The author: Beer’s poetry has been called associative and imaginative and his work has been compared to that of John Ashbery. Called a “promising young talent” by a Boston Globe critic, Beer’s poems have appeared in Verse, The Brooklyn Rail, Chicago Review, Denver Quarterly, and other journals. His criticism has appeared in the Village Voice and Poetry Project Newsletter. He is a theater columnist for Time Out Chicago.
 
The collection: The title poem in this collection refers to the T.S. Eliot masterpiece. And in Ashbery’s blurb for the collection, he states, “Only a genius could write a book called The Waste Land and Other Poems.” The Boston Globe critic Michael Brodeur seems to agree: “Beer, with his perilously sharp wit and chronic honesty, had little other recourse than to recycle/reuse when naming his sprawling survey of our contemporary cultural ‘muck’ (a recurring word through the collection).
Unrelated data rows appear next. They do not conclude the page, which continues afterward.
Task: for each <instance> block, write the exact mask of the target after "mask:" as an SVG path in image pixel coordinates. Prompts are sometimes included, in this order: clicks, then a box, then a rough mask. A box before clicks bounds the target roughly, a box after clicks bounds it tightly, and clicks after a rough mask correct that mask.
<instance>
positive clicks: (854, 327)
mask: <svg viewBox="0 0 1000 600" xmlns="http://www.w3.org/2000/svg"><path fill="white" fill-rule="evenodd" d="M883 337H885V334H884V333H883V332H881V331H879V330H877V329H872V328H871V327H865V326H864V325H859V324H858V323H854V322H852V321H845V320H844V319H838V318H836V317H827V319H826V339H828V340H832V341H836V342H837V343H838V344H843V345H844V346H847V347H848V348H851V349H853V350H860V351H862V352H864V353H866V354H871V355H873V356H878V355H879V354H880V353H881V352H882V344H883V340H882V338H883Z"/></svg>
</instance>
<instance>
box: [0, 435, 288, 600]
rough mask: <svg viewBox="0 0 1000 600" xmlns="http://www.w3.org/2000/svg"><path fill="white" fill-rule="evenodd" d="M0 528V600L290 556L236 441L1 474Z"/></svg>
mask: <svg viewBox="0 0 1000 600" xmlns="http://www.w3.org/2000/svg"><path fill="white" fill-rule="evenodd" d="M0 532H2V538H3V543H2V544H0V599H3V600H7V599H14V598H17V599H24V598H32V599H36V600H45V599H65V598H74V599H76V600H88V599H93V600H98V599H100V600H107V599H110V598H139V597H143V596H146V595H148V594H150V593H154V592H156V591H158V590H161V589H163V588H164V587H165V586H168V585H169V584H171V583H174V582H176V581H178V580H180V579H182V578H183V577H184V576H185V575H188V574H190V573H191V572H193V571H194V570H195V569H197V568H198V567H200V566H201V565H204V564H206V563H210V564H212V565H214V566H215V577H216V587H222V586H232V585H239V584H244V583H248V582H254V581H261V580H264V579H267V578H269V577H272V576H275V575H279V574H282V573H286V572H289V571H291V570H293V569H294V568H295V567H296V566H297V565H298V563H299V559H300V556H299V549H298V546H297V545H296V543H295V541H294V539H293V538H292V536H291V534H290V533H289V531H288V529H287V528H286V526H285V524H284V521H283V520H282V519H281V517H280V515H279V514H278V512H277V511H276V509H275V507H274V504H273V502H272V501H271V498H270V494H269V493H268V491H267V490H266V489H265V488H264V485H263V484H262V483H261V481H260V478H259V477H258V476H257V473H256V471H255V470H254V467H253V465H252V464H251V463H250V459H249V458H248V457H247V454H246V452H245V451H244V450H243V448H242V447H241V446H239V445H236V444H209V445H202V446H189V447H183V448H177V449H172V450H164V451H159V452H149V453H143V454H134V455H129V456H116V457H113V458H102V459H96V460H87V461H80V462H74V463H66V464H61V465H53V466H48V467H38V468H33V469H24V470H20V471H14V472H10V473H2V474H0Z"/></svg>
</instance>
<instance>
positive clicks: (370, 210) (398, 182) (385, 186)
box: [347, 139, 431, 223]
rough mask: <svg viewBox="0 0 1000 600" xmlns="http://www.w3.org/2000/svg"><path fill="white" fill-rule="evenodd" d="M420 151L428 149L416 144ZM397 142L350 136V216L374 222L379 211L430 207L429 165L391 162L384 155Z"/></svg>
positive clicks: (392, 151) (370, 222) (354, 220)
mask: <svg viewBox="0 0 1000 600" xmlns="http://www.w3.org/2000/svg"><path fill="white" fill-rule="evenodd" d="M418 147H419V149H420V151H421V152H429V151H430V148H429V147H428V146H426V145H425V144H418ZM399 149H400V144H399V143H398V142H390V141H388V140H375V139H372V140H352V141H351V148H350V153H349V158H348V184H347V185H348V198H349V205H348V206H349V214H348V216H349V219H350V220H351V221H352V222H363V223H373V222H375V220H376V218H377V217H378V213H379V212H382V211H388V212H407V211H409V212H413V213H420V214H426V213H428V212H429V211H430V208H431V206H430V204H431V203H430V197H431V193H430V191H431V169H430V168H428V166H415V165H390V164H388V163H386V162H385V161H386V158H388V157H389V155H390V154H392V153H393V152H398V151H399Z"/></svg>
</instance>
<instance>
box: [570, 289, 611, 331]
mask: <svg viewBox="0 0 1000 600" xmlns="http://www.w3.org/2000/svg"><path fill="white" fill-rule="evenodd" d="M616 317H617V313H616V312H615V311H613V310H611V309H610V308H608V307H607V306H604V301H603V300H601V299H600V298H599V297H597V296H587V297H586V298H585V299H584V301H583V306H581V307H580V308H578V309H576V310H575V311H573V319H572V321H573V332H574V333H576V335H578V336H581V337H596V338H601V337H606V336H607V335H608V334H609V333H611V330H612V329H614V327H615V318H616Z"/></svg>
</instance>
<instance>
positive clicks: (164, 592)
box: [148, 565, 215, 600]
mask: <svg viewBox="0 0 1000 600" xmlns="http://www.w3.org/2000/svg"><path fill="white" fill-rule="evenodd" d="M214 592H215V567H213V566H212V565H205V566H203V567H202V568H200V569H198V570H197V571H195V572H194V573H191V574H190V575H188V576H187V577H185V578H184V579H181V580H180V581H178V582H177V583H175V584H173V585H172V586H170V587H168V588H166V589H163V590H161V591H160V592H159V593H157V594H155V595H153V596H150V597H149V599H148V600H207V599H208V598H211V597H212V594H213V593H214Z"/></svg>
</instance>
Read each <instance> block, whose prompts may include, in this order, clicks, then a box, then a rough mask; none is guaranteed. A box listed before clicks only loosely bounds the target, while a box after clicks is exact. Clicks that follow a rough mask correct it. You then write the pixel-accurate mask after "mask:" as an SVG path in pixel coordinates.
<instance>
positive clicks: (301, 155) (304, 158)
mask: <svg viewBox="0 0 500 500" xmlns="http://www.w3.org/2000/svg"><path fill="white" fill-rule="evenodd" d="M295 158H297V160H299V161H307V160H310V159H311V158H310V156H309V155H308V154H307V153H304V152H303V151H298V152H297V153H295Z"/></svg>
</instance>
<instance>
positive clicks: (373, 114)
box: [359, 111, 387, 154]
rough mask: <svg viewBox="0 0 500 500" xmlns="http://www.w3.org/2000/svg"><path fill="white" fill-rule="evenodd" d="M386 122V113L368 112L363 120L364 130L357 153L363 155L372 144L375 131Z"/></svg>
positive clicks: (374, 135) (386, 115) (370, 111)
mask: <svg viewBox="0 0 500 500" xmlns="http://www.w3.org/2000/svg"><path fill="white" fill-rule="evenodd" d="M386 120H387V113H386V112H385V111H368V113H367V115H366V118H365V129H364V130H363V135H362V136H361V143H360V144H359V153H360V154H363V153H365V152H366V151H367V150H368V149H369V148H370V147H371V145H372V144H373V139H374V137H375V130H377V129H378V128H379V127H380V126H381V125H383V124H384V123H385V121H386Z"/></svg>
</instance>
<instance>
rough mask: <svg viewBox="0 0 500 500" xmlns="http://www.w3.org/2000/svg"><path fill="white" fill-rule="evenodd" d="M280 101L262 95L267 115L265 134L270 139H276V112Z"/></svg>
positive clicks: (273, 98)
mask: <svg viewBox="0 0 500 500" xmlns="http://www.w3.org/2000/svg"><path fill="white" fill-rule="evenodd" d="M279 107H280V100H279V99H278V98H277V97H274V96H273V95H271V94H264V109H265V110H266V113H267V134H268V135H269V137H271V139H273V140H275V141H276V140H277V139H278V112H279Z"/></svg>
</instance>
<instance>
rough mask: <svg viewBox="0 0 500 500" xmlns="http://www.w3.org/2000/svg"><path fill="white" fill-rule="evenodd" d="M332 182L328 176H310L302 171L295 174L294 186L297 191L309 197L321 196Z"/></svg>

In his poems, Beer offers a past that continues to accumulate even as we strive to forget it; a culture flummoxed by a present we can’t properly employ and beholden to a future we haven’t the bearings to imagine.”
Opening lines:
“Once more in the city I cannot name,
the boat city, the city of light,
the city that endures its fall,
the city of pleasures and vicissitudes,
the skier’s city, Fun City, the city under the sky,
city of crime and vegetables, Pornograph City,
the city governed by the Lost and Found Department, …”
 
Review: Beer “achieves some of the sense of naturally confident gravity that, all these decades later, makes Eliot’s poetry so bracing,” wrote a critic for Quarterly Conversation.